O crescimento espiritual da caridade pode ser comparado ao crescimento corporal humano. Ora, esse crescimento, embora possa distinguir-se em muitos graus, é suscetível de certas divisões bem determinadas, caracterizadas pelas atividades ou preocupações às quais o homem é conduzido durante seu crescimento. Assim, chama-se infância à idade da vida que precede o uso da razão. Em seguida, distingue-se um outro estado do homem, que corresponde ao momento em que ele começa a falar e usar a razão. Um terceiro estado é o da puberdade, quando o homem se torna capaz de gerar. E assim por diante até chegar à perfeição.

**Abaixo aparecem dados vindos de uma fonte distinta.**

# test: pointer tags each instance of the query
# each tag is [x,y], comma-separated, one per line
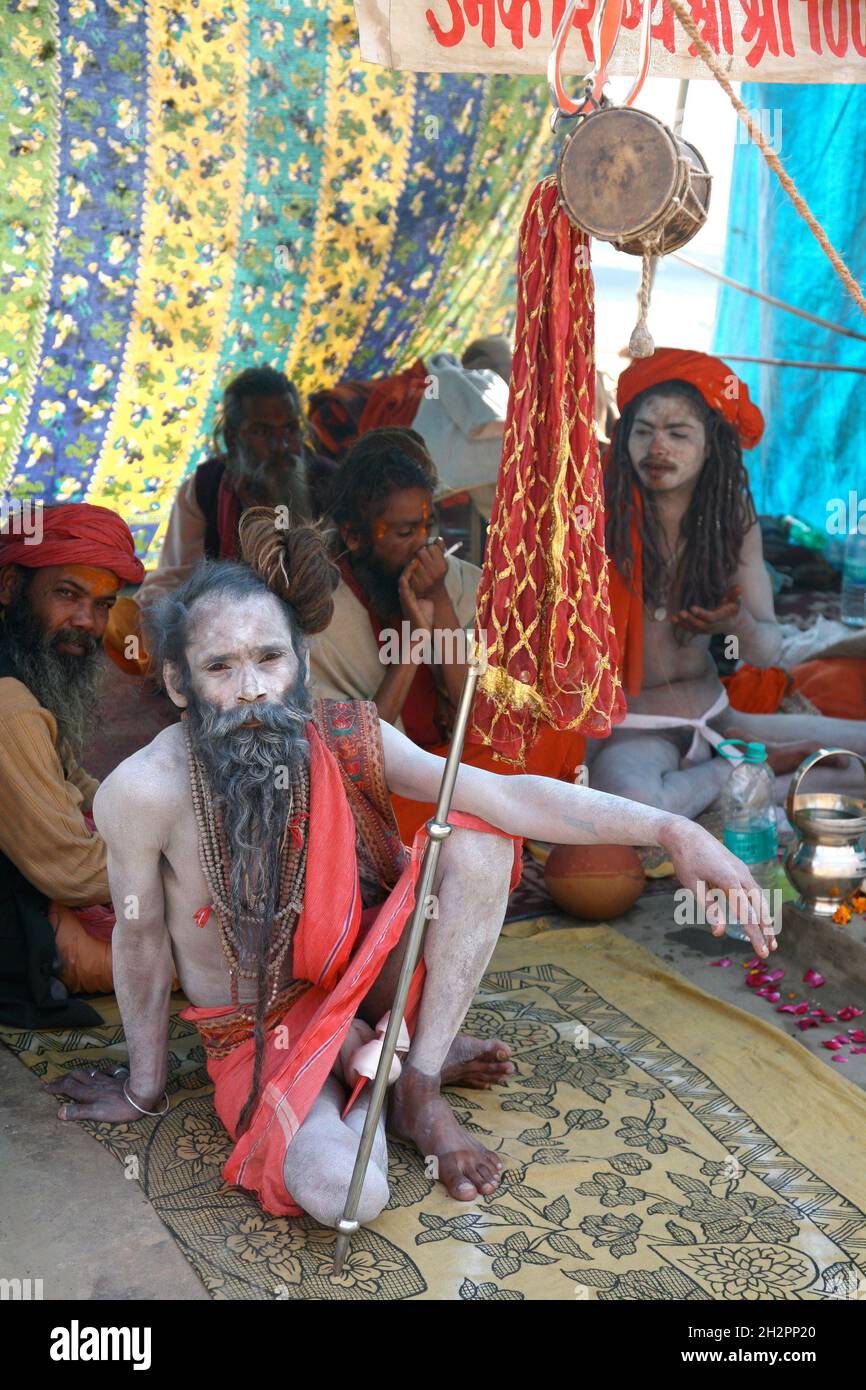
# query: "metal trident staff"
[438,830]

Do mesmo modo, os diversos graus da caridade distinguem-se pelos diversos esforços aos quais o homem é conduzido para o progresso da sua caridade. Primeiramente, sua principal preocupação deve ser afastar-se do pecado e resistir aos atrativos que o conduzem para o que é contrário à caridade. E isso é próprio dos incipientes, que devem alimentar e estimular a caridade para que ela se consolide. Depois, vem uma segunda preocupação, que leva o homem principalmente a progredir no bem. Tal preocupação é própria dos proficientes, que visam sobretudo fortalecer sua caridade, aumentando-a. Enfim, a terceira preocupação é que o homem se esforce principalmente por unir-se a Deus e fruir dele. E isso é próprio dos perfeitos, que “desejam morrer e estar com Cristo” (Fl 1, 23). Assim, no movimento corporal, distinguimos do mesmo modo: primeiro, o afastamento do ponto de partida; depois, a aproximação do termo; enfim, o repouso nele.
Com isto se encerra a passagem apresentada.